TSLAC Conservation recently completed treatment on the Basic Electrician: Students’ Manual for All Arms. This 1928 publication by the U.S. War Department introduced American soldiers to the foundations and skills of practical electrical repairs for arms used in the field.
This volume was found staple-bound, with no boards or spine covering, stored in an envelope. The text was punched for an unknown type of binding device. The first three leaves, including the title page, had detached and broken into fragments. Reference staff obtained copies of these leaves from another institution, whose copy of the book was similarly staple-bound with no outer covering.
Top priority for this treatment was to affix the replacement leaves and stabilize the volume for shelf storage. Since the staples were restricting the opening, risking future leaf breakage, we decided to remove the staples, sew the volume, and create a new case binding. With no historical example for the sewing or binding style, we were free to choose methods that accommodated the text.

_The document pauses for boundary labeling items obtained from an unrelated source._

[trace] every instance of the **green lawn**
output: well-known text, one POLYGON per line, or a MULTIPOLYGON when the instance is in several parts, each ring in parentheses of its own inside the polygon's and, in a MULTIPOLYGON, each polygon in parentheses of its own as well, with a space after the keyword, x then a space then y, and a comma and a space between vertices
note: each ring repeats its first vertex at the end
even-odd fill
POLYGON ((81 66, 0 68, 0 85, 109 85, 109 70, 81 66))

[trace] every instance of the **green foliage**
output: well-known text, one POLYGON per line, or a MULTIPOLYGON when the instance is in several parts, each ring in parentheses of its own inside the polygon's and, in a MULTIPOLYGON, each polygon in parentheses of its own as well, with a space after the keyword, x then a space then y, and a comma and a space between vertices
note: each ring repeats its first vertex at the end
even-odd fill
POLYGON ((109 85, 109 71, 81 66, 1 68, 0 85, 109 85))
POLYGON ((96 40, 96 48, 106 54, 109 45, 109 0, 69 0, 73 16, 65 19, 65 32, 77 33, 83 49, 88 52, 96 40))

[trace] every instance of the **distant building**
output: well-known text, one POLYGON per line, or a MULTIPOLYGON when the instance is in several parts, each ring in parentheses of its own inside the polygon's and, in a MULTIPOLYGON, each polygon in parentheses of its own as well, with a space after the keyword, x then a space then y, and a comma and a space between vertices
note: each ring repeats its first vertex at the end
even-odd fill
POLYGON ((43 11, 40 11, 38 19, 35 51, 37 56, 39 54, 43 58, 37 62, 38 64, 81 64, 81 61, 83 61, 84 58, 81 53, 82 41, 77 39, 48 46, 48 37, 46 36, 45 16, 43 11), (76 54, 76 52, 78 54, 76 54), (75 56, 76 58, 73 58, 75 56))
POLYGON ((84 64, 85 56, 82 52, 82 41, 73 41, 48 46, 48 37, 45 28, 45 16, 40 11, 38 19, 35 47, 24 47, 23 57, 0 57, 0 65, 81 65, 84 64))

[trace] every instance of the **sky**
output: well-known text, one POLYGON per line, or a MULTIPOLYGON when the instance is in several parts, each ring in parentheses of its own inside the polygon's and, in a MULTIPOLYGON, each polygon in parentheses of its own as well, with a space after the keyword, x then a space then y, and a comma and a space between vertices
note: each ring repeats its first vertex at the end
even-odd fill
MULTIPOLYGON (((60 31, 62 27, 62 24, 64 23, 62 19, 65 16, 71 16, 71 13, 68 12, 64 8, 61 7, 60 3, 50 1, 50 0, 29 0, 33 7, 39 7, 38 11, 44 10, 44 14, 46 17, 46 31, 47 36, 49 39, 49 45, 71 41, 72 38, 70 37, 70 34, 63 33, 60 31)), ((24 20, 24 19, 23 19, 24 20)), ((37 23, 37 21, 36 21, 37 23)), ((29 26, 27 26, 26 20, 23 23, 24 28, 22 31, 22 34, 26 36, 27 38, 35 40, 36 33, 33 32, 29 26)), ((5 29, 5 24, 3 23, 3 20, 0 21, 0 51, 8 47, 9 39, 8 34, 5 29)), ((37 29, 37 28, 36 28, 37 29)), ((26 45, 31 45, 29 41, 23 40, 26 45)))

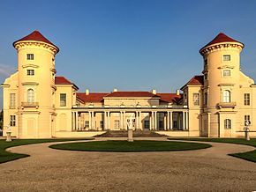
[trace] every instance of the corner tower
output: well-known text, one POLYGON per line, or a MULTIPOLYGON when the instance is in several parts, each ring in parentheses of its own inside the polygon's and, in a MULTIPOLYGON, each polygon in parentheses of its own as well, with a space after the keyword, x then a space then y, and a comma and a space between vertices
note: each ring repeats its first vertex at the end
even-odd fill
POLYGON ((241 124, 237 116, 240 88, 245 78, 249 79, 240 71, 240 52, 244 47, 221 33, 200 50, 204 60, 204 136, 232 137, 236 127, 241 124))
POLYGON ((52 137, 55 55, 59 48, 34 31, 13 42, 18 52, 18 137, 52 137))

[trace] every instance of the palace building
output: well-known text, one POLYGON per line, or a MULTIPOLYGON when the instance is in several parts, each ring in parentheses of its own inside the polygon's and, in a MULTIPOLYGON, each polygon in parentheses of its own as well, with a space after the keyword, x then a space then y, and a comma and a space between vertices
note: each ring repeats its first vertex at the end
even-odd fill
POLYGON ((200 50, 202 75, 175 93, 79 92, 73 82, 56 76, 59 48, 40 32, 13 47, 18 70, 1 85, 4 136, 11 129, 18 138, 92 137, 125 130, 131 118, 134 129, 169 137, 242 137, 246 121, 256 130, 256 85, 240 70, 245 45, 224 33, 200 50))

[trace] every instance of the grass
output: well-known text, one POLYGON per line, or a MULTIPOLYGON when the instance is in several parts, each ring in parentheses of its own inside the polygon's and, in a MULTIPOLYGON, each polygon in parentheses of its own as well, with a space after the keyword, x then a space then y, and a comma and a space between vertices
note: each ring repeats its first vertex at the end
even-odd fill
MULTIPOLYGON (((256 138, 251 138, 250 141, 246 141, 245 138, 169 138, 169 139, 228 143, 228 144, 245 144, 245 145, 256 147, 256 138)), ((229 154, 229 155, 256 163, 256 150, 247 151, 247 152, 239 152, 239 153, 233 153, 233 154, 229 154)))
MULTIPOLYGON (((85 139, 85 138, 84 138, 85 139)), ((82 140, 80 139, 14 139, 11 142, 6 142, 4 139, 0 139, 0 164, 15 160, 21 158, 28 157, 27 154, 11 153, 5 150, 10 147, 19 146, 24 144, 49 143, 49 142, 63 142, 63 141, 73 141, 82 140)))
POLYGON ((50 145, 58 150, 86 151, 169 151, 199 150, 211 147, 210 144, 170 142, 170 141, 95 141, 50 145))

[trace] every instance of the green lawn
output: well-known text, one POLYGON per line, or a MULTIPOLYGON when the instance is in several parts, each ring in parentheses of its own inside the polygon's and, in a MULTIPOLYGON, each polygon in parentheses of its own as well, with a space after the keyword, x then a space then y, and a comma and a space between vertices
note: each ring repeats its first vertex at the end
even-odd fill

First, we made the copies of the damaged leaves into double-sided replacement pages with proper registration. A historical look wasn’t possible for these leaves given the low contrast, black-and-white copies provided, but archival-quality Permalife paper was used for long-term stability. The replacement leaves were hinged together, and the volume was punched and sewn using a supported link stitch on three tapes. The volume was gently rounded and backed, and then cased into a new case covered with toned Japanese tissue. The tissue gives a leather-like appearance to blend with other volumes in the collection.
This treatment mixes techniques typical of both circulating collections work (the replacement leaves) and special collections work (the rebind and the covering) to create an accessible volume with a historically viable appearance.